First was a precocious and bright child of the bourgeoisie who became a brilliant journalist for left-wing publications before developing into a gifted academic after leaving South Africa.
Their political rows often revolved around what she viewed as his Stalinist orthodoxy and what he dubbed her willingness to adopt whatever ideas were in vogue. Despite First's disagreement with party policy, not least over the 1968 Soviet invasion of Czechoslovakia amid suggestions that she risked expulsion, she remained an SACP member until her parcel-bomb murder in Mozambique by the apartheid regime in 1982. Speaking at his wife's graveside, Slovo referred to their no-holds-barred discussions, recalling her wish in a letter to him during one of their enforced separations, "Oh for a good row in close proximity."
Separation was inevitable given Slovo's leading role in the SACP and in Umkhonto we Sizwe (MK), the movement's military wing. Escalating mass activity in South Africa, married to more frequent successful MK operations and ever-tighter international anti-apartheid sanctions, led to the release of Nelson Mandela and negotiations to replace racist dictatorship with democracy. Slovo was an integral part of the ANC negotiating team, instrumental in drafting the "sunset" clauses that ensured public servants' co-operation in building the new South Africa. He turned a critical eye to his party's earlier positions, concluding that socialism without democracy was inconceivable, prompting his wife's close friend Hilda Bernstein to accuse him of belatedly coming round to their way of thinking.
South African communists hold an annual event at Slovo's grave in Soweto's Avalon cemetery, where they dedicate themselves to continuing his work.

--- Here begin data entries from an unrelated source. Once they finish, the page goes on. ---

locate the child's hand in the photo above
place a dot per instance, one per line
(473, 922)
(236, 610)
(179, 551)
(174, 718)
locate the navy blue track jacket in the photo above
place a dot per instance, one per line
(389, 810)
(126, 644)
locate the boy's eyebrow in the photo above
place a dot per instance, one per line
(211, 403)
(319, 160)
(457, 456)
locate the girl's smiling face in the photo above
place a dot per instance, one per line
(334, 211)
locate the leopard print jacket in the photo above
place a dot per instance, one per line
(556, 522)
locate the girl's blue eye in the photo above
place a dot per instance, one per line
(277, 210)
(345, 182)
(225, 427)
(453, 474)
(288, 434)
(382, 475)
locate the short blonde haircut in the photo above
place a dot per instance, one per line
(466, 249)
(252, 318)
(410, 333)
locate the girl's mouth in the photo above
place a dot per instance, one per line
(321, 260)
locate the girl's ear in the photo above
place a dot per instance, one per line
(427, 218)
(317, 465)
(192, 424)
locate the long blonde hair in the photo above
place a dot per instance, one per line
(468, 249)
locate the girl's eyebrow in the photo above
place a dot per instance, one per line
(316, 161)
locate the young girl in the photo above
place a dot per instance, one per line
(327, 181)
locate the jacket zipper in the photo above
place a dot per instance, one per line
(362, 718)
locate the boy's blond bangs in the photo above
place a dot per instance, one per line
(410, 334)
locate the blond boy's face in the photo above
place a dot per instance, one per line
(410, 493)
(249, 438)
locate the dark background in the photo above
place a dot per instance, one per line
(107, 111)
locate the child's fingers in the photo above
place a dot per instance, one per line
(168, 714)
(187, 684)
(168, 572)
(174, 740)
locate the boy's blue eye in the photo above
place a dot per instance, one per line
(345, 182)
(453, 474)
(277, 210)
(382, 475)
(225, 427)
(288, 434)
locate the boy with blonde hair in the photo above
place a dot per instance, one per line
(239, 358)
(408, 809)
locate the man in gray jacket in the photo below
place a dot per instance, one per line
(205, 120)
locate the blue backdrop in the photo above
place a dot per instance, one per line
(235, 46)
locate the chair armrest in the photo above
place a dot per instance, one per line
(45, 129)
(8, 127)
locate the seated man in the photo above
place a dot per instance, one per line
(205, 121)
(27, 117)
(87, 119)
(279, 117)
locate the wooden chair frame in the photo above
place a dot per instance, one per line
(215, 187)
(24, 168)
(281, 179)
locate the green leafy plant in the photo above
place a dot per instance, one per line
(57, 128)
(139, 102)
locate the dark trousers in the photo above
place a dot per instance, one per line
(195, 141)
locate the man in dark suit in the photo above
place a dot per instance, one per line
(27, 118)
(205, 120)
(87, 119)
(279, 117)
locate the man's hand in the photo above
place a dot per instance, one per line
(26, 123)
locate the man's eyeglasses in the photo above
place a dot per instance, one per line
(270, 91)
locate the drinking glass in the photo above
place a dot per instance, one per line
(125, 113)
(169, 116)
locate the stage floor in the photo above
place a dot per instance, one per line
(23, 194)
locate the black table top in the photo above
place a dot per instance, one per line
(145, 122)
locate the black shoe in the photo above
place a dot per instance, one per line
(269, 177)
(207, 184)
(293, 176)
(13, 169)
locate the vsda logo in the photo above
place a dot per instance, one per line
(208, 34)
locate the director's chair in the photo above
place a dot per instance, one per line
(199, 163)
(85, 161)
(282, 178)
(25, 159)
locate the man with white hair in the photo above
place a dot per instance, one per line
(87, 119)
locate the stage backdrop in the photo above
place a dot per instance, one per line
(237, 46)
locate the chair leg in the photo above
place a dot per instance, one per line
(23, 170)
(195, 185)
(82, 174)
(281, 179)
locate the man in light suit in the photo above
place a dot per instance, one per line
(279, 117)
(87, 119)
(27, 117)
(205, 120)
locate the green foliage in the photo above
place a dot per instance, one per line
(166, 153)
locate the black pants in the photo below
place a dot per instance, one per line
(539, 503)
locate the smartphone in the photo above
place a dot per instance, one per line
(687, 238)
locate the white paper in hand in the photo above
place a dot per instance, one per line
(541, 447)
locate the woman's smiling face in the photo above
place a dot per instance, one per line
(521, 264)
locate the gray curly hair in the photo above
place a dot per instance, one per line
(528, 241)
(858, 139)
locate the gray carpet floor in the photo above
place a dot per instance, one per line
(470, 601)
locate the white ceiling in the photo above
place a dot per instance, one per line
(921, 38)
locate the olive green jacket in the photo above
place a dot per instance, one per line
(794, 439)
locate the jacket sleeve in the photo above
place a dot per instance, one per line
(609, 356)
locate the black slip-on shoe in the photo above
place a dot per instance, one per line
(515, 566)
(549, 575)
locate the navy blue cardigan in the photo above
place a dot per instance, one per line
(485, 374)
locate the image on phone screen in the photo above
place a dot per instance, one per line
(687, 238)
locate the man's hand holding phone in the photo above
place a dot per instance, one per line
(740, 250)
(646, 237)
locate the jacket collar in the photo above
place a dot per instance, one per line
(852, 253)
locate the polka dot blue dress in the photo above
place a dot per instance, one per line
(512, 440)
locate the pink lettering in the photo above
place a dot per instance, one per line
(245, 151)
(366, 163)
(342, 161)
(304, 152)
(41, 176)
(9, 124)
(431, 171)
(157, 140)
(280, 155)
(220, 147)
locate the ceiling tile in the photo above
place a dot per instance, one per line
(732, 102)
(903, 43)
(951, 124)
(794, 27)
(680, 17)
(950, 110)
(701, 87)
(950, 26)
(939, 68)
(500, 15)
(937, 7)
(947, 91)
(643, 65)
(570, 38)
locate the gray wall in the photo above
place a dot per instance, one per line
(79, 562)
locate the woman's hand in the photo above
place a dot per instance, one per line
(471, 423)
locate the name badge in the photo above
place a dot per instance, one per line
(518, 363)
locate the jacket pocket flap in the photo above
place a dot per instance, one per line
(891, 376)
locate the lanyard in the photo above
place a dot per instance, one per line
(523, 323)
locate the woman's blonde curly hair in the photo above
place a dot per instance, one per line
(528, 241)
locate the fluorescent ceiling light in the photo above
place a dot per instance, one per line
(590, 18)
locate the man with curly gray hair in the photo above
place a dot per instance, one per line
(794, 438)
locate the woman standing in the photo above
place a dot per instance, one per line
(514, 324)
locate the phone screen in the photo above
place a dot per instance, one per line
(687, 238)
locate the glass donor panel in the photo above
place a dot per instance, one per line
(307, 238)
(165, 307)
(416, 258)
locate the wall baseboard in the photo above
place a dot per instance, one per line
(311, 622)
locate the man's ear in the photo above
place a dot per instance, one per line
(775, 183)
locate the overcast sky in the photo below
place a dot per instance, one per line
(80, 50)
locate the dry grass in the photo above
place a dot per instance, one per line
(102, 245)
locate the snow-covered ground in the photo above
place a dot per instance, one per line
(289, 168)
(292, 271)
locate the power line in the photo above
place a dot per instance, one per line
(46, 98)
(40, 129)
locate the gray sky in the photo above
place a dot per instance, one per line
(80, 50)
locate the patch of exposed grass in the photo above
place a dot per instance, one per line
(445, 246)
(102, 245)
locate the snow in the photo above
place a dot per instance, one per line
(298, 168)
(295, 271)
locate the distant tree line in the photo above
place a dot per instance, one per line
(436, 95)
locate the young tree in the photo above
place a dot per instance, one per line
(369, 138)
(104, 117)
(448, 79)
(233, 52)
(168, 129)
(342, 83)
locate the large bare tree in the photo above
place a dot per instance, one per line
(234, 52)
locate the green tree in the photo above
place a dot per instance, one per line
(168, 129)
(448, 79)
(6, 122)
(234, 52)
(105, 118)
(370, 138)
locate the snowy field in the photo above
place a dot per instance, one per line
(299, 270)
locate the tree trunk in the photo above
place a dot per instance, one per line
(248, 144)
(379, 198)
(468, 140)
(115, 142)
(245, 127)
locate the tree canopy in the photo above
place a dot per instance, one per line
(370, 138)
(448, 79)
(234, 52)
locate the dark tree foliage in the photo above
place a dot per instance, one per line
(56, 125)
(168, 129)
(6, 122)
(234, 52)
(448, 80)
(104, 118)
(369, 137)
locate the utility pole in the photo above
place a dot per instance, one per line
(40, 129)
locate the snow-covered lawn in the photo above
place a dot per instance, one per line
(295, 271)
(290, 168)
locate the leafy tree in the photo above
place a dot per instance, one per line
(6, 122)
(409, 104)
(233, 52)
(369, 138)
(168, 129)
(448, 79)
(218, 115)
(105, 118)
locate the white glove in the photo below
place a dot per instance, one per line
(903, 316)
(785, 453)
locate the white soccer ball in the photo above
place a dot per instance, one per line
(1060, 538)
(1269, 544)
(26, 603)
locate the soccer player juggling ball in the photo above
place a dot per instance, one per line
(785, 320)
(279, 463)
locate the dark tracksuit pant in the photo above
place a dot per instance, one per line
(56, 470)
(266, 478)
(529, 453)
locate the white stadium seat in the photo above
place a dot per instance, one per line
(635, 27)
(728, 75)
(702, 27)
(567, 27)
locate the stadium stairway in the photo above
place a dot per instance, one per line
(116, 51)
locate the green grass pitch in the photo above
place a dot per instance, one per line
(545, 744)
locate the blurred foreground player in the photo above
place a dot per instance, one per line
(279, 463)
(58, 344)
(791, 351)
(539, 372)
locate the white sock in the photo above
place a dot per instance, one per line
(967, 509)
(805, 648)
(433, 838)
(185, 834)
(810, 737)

Controversially, Wieder poses the revolutionary examples of these two great South Africans against the current situation, quoting suspended trade union leader Zwelinzima Vavi's view that First would be fighting against the Jacob Zuma government. This attempt to mobilise the dead against the living should not detract from a major work that sheds light on two people who dedicated their lives to a better world.